I am one of those sad people who loves music but can't play a note. But I listen to it all the time, and am fascinated by how it exerts its powerful effects on the mind. Out of all the books about it that I have read at this popular level, I would rate this one as easily the best. The fact that it is honest about what is not known, cited by one reviewer as a flaw, is to my mind one of its greatest strengths. Too many popular science books try to give the impression that everything is neatly wrapped up with a pink bow, whereas in fact the whole point of science is to explore what is still unknown. As it happens, music is currently an extremely active field of neurology and psychology, precisely for this reason.

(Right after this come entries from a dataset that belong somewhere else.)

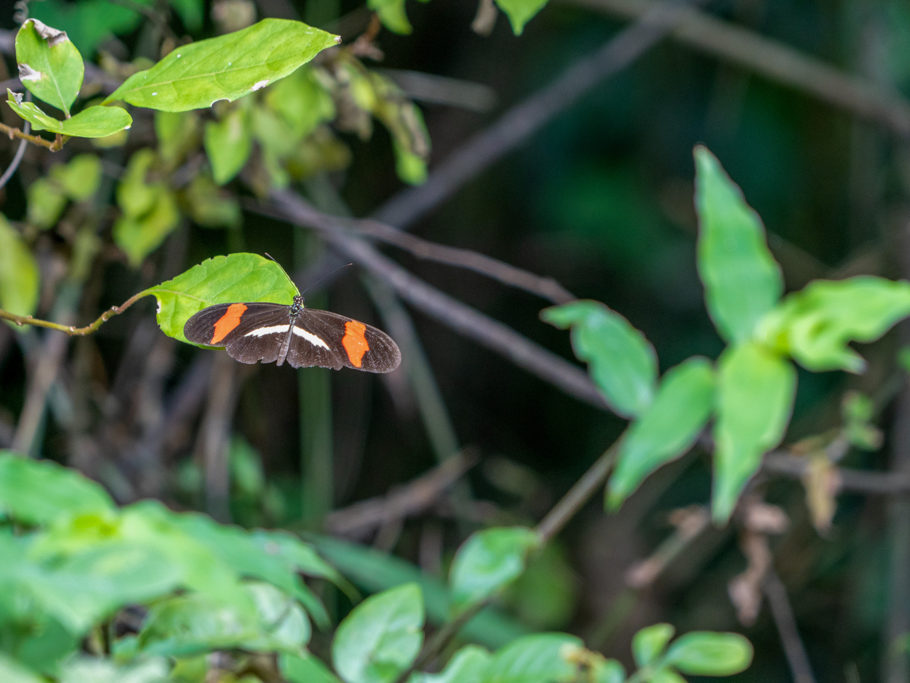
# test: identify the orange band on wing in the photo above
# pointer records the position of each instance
(227, 322)
(355, 342)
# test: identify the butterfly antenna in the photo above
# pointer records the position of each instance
(326, 277)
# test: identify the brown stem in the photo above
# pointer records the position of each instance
(72, 330)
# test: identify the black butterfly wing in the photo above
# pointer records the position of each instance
(345, 343)
(250, 333)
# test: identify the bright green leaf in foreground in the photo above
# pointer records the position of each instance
(92, 122)
(489, 560)
(197, 75)
(520, 12)
(381, 637)
(18, 272)
(650, 642)
(704, 653)
(536, 658)
(667, 429)
(222, 279)
(50, 66)
(38, 492)
(816, 324)
(392, 15)
(742, 281)
(755, 390)
(620, 360)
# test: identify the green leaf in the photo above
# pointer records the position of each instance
(304, 668)
(755, 391)
(50, 66)
(667, 428)
(536, 658)
(197, 75)
(703, 653)
(193, 623)
(815, 324)
(46, 202)
(12, 671)
(228, 144)
(19, 277)
(520, 12)
(273, 557)
(468, 665)
(392, 15)
(91, 122)
(650, 642)
(742, 281)
(620, 360)
(222, 279)
(80, 177)
(140, 235)
(380, 638)
(38, 492)
(488, 561)
(99, 670)
(375, 571)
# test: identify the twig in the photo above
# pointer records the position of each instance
(775, 61)
(461, 317)
(17, 159)
(783, 617)
(578, 495)
(54, 145)
(524, 119)
(408, 500)
(72, 330)
(544, 287)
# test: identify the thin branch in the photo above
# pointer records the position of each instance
(54, 145)
(457, 315)
(775, 61)
(544, 287)
(786, 626)
(578, 495)
(72, 330)
(17, 159)
(526, 118)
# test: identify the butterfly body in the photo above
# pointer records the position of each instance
(302, 337)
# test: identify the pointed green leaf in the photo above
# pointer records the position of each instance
(219, 280)
(755, 391)
(536, 658)
(304, 668)
(816, 324)
(650, 642)
(380, 638)
(620, 360)
(197, 75)
(742, 281)
(19, 277)
(38, 492)
(50, 66)
(667, 428)
(520, 12)
(489, 560)
(91, 122)
(704, 653)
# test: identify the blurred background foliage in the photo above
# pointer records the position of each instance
(600, 199)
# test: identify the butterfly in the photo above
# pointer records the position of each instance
(304, 337)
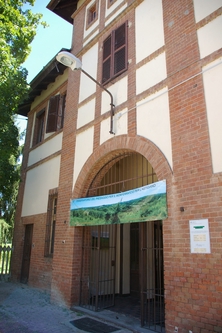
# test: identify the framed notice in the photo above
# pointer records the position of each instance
(199, 236)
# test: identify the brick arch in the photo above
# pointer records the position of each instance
(120, 144)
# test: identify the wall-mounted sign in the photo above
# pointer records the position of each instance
(146, 203)
(199, 236)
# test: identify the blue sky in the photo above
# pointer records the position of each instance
(156, 188)
(48, 41)
(46, 44)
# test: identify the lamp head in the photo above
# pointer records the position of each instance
(69, 60)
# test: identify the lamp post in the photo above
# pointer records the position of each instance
(69, 60)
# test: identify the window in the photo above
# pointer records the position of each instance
(50, 225)
(110, 3)
(39, 127)
(92, 13)
(115, 54)
(56, 113)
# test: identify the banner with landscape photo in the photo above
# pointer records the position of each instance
(146, 203)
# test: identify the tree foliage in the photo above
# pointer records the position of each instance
(17, 30)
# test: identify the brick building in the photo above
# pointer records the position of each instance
(161, 62)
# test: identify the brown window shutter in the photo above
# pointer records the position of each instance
(120, 49)
(115, 53)
(106, 60)
(53, 114)
(61, 112)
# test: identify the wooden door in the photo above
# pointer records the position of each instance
(26, 253)
(134, 260)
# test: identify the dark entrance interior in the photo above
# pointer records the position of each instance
(26, 253)
(122, 265)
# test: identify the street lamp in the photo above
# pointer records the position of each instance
(69, 60)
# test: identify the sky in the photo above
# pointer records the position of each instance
(46, 44)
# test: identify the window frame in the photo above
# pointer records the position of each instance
(111, 51)
(51, 225)
(56, 112)
(92, 14)
(39, 128)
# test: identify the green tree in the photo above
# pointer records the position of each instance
(17, 30)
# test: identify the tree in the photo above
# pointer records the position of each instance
(17, 30)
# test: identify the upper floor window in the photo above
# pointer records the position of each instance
(92, 13)
(55, 118)
(39, 127)
(115, 53)
(110, 3)
(56, 113)
(50, 225)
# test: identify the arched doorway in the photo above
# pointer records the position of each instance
(122, 264)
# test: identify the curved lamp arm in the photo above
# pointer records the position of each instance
(69, 60)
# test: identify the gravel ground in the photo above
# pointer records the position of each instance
(28, 310)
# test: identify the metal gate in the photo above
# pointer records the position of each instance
(102, 275)
(98, 267)
(152, 282)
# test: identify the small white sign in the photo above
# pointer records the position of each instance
(199, 236)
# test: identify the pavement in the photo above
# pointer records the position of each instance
(24, 309)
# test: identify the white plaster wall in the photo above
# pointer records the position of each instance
(151, 73)
(113, 9)
(89, 64)
(210, 37)
(212, 79)
(84, 148)
(46, 149)
(39, 181)
(119, 126)
(86, 113)
(104, 130)
(149, 28)
(153, 122)
(203, 8)
(119, 91)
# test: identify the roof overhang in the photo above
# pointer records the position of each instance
(63, 8)
(47, 75)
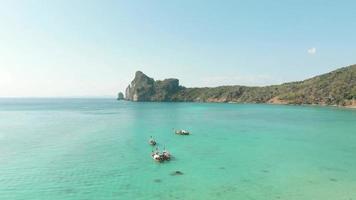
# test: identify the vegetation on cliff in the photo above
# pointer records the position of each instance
(335, 88)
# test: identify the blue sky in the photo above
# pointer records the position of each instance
(93, 48)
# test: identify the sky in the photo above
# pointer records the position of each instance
(73, 48)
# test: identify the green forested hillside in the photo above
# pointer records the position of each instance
(335, 88)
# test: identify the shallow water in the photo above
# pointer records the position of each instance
(97, 149)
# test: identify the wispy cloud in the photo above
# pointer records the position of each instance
(248, 80)
(312, 51)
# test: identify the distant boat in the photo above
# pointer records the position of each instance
(182, 132)
(152, 141)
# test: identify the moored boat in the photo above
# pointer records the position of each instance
(182, 132)
(152, 141)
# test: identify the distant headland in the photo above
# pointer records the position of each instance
(336, 88)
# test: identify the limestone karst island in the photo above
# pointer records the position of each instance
(337, 88)
(178, 100)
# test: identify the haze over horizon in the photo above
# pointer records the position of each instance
(93, 48)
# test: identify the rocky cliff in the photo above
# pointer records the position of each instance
(144, 88)
(334, 88)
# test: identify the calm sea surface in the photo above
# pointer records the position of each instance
(76, 149)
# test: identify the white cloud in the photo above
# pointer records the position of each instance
(312, 51)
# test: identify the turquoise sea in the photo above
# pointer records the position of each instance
(96, 149)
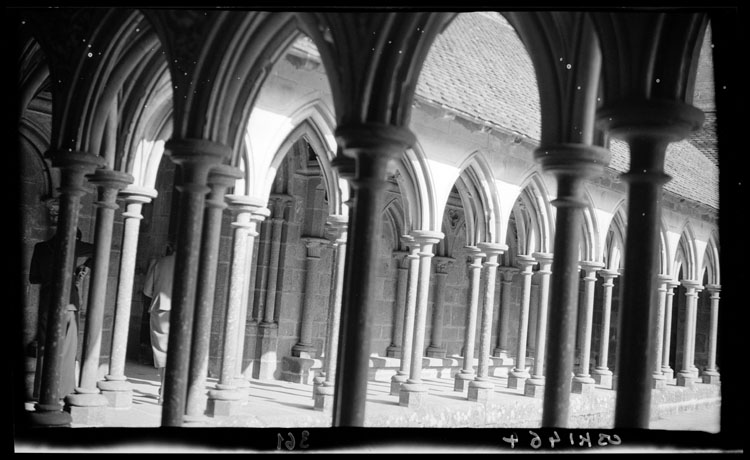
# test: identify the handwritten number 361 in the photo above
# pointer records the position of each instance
(290, 444)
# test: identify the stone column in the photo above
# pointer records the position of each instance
(115, 386)
(711, 374)
(410, 308)
(86, 405)
(225, 399)
(518, 375)
(687, 376)
(503, 350)
(375, 148)
(257, 216)
(534, 386)
(582, 382)
(304, 347)
(196, 159)
(402, 262)
(436, 349)
(219, 180)
(413, 390)
(466, 374)
(601, 373)
(323, 394)
(73, 168)
(669, 307)
(480, 389)
(659, 380)
(648, 126)
(268, 327)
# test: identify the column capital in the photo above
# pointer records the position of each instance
(590, 266)
(136, 194)
(662, 278)
(713, 288)
(581, 160)
(492, 249)
(508, 273)
(314, 245)
(442, 263)
(423, 237)
(608, 274)
(663, 119)
(692, 284)
(244, 204)
(105, 177)
(224, 175)
(525, 262)
(384, 139)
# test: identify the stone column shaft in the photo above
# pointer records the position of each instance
(537, 374)
(518, 375)
(648, 126)
(224, 399)
(323, 394)
(304, 347)
(86, 404)
(480, 388)
(475, 271)
(503, 350)
(109, 184)
(436, 348)
(602, 374)
(426, 242)
(73, 167)
(669, 308)
(196, 158)
(115, 385)
(394, 349)
(582, 381)
(375, 147)
(219, 180)
(409, 311)
(710, 374)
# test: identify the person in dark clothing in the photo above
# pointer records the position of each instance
(41, 272)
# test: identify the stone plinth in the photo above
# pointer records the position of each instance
(224, 403)
(412, 395)
(480, 391)
(119, 393)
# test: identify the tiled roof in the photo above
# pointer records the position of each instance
(480, 68)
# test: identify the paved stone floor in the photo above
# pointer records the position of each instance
(284, 408)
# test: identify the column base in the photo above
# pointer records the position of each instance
(435, 352)
(534, 388)
(582, 385)
(304, 351)
(412, 395)
(119, 393)
(323, 398)
(462, 380)
(396, 381)
(393, 351)
(517, 378)
(86, 408)
(297, 370)
(711, 377)
(223, 403)
(49, 419)
(480, 391)
(658, 381)
(268, 336)
(602, 377)
(686, 379)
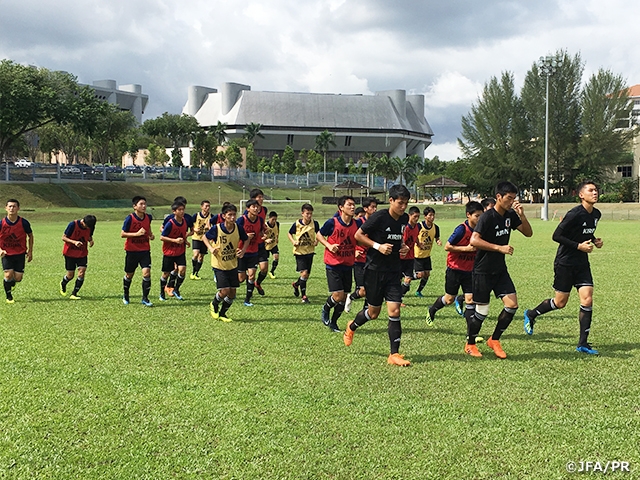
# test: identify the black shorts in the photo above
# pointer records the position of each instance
(358, 273)
(263, 255)
(245, 263)
(339, 280)
(200, 246)
(407, 267)
(382, 286)
(422, 264)
(14, 262)
(454, 279)
(168, 263)
(133, 259)
(483, 284)
(576, 276)
(71, 263)
(304, 262)
(226, 278)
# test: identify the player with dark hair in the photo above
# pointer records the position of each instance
(223, 241)
(201, 224)
(136, 231)
(271, 242)
(302, 235)
(428, 235)
(369, 206)
(382, 233)
(77, 238)
(338, 237)
(576, 236)
(460, 258)
(16, 246)
(491, 239)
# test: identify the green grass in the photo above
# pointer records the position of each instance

Ball has written a number of popular science books, and I am impressed by how good the ones I've read are. Mostly I know little about his topics, but in the case of music I do happen to know a fair amount of the research, and can vouch for the fact that Ball is spot on in areas where there is a concensus (and I happen to think his revisionist approach to the contentious issue of music as an evolutionary adaptation is correct, too, which biasses me in his favour perhaps). He is as up to date with current experimental findings as it is possible to be given publishing lead times. In fact, I'm deeply envious of this man's renaissance-like ability to move into an area and understand the basics in a year or too - it just doesn't seem fair, even if the rest of us do benefit from it. But I guess that's the advantage of having a physics training - if you can understand physics, you can understand anything. And he is an editor at Nature, so I suppose he must be at the top of his game.
I should add that as well as being reliable and pretty comprehensive on the science, this book is also extremely well written - I can tell that, because it took me so little sweat to read it.
The only book I can think of to rival this which the general reader might tackle is Ani Patel's book on Music and Language. However, this is quite tough for a non-specialist to handle - it is probably more of an overview for research workers, unless you're really feeling strong. Also, anything by John Sloboda is excellent, but again some of it can be technical and a bit heavy going for the non-academic person. David Huron's 'Sweet Anticipation' is superb, though it covers less ground than Ball and it pushes a theory of emotion induction that I personally believe to be good but incomplete. But hey, that's just a personal view. Huron may turn out to be right all along.
Anyway, the bottom line is that if you have any interest in understanding music at anything below serious academic research worker level, get this book - and avoid the airport bookshelf alternatives by the way, as most of them are pretty unimpressive (I've tried them). There is some real crud out there, but by contrast this book doesn't dumb down, it doesn't try and impress you with how many famous people the author has dined with or how many has-been pop singers he knows, and it doesn't try, and embarrassingly fail, to be humorous. For those reasons alone it should deserve every reader's undying gratitude.